Resident sees downside of moving Jackson election to November

Once again, under the guise that government knows better, we are being told to change the date when Jackson residents cast their votes for mayor and Township Council.

Jackson residents overwhelmingly passed a referendum in November 2005 to change the date of their municipal election to May in order to avoid the coattail effect which occurs in so many elections and to ensure that when candidates won elected office they did so based on their accomplishments and not their party affiliation.


lso, as we all have experienced,

November elections produce an avalanche of political mail from everyone from your county freeholder to our congressman and up to the president of the United States — everyone wanting a platform. Local issues get lost in this sea of mail.

A May (municipal) election forces politicians to talk about issues that impact us, the residents of Jackson. Issues like taxes and recreation, road improvement, cell phone towers, etc.

In a May election the local politicians are forced to discuss the issues because they cannot attach themselves to a popular politician at the top of the ticket. That is why some of these politicians want too badly to move the (municipal) election to November.

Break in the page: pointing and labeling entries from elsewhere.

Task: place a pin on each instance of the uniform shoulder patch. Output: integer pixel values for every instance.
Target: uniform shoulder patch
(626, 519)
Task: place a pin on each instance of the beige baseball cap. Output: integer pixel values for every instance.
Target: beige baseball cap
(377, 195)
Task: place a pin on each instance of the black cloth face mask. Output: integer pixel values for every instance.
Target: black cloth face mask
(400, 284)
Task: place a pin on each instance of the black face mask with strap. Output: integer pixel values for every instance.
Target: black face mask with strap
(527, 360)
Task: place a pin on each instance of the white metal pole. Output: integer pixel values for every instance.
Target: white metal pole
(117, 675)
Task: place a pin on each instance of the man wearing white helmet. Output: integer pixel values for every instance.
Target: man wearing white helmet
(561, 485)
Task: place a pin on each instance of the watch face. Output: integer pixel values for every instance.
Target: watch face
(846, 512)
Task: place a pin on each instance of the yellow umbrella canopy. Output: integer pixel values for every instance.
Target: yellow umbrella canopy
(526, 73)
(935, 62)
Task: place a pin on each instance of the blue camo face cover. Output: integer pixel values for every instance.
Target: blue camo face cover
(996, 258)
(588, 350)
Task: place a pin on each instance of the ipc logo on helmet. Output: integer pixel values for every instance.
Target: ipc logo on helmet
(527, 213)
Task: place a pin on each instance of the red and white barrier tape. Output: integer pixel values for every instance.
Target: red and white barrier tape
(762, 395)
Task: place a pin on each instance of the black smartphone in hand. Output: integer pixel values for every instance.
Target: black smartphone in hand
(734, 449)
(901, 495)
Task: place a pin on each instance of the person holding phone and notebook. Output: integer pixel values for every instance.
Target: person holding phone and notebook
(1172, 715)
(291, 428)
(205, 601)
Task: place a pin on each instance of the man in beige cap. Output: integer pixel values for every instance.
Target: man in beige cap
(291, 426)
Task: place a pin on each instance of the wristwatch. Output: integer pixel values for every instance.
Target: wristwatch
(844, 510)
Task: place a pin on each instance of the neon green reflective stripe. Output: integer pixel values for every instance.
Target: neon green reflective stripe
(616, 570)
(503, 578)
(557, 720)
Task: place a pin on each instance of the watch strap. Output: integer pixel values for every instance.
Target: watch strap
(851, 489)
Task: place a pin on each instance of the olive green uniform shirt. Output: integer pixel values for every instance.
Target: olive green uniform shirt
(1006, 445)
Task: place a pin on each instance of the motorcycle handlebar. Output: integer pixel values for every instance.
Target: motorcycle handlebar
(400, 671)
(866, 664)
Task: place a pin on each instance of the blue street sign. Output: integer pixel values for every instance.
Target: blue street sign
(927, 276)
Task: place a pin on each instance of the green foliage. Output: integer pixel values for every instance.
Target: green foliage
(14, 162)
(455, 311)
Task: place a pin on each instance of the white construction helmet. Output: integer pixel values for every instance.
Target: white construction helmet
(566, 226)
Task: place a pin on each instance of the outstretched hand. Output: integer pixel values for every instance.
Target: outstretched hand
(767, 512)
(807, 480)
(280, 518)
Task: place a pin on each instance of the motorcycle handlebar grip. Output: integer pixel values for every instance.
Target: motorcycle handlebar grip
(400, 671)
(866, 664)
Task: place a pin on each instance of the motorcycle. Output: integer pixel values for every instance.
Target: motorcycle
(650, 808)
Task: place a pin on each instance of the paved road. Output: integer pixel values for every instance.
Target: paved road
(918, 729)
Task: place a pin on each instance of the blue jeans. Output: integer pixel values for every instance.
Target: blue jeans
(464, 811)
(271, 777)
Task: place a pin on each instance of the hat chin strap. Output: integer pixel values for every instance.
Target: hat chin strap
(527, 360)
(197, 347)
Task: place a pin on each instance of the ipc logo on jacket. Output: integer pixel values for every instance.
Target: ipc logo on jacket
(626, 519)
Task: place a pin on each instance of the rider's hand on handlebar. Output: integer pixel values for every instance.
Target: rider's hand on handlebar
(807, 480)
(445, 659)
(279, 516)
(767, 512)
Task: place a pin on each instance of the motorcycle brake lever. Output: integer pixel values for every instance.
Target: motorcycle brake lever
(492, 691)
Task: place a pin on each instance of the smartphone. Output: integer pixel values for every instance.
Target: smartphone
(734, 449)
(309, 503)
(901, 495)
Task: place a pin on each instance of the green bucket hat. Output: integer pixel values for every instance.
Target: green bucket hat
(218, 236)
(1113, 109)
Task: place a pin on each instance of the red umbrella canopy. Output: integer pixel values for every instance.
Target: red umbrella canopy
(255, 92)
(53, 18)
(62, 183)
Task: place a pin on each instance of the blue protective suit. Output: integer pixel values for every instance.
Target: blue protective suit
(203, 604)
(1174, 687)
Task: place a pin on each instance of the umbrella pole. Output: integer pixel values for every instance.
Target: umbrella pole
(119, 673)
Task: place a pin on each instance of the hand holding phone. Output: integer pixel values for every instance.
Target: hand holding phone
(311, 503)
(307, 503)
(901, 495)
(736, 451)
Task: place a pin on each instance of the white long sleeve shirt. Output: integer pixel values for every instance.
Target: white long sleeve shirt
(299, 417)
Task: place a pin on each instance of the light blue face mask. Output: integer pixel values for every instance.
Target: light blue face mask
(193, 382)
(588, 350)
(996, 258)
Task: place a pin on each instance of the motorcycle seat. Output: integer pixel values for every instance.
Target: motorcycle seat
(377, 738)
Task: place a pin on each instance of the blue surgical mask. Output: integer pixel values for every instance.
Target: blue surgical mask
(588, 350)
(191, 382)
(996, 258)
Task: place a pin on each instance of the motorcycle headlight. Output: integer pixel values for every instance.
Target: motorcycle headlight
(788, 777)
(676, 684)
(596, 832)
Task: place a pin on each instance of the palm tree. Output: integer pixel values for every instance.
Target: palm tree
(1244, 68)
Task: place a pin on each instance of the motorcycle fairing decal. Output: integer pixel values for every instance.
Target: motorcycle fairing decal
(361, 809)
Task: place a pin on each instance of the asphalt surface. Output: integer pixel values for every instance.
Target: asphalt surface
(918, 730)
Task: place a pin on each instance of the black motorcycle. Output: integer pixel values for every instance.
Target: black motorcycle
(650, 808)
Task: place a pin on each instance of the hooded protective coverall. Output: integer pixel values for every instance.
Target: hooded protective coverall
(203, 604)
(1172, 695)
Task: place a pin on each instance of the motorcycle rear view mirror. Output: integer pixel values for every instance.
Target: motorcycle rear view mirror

Now it seems that Trenton has said it is OK to overturn the people’s will and change the municipal election back to November, and some members of the Jackson Township Council agree in spite of the fact that residents said they preferred May for local elections.

Who is in control here? The people spoke, but apparently that is not good enough for the politicians.

So, even though we might still retain our nonpartisan status because candidates will still run under a slogan rather than under a particular party, the elections will definitely be skewed by who is at the top of the ticket.

If the head of the ticket is popular, then chances are that voters will tend to stay with that party and visa versa, if the candidate is unpopular.

Ultimately, if this change takes place, we will be back where we started four years ago.

And, to muddy the waters even more, this change in government (May elections) hasn’t really had a fair chance to work properly since we have had so many elections because of resignations and quirks in the election law.

What is the point of having a referendum if it goes unheeded? If voters want to change the municipal election back to November, then they, not the politicians, should have the opportunity to vote on that change rather than have it forced upon them.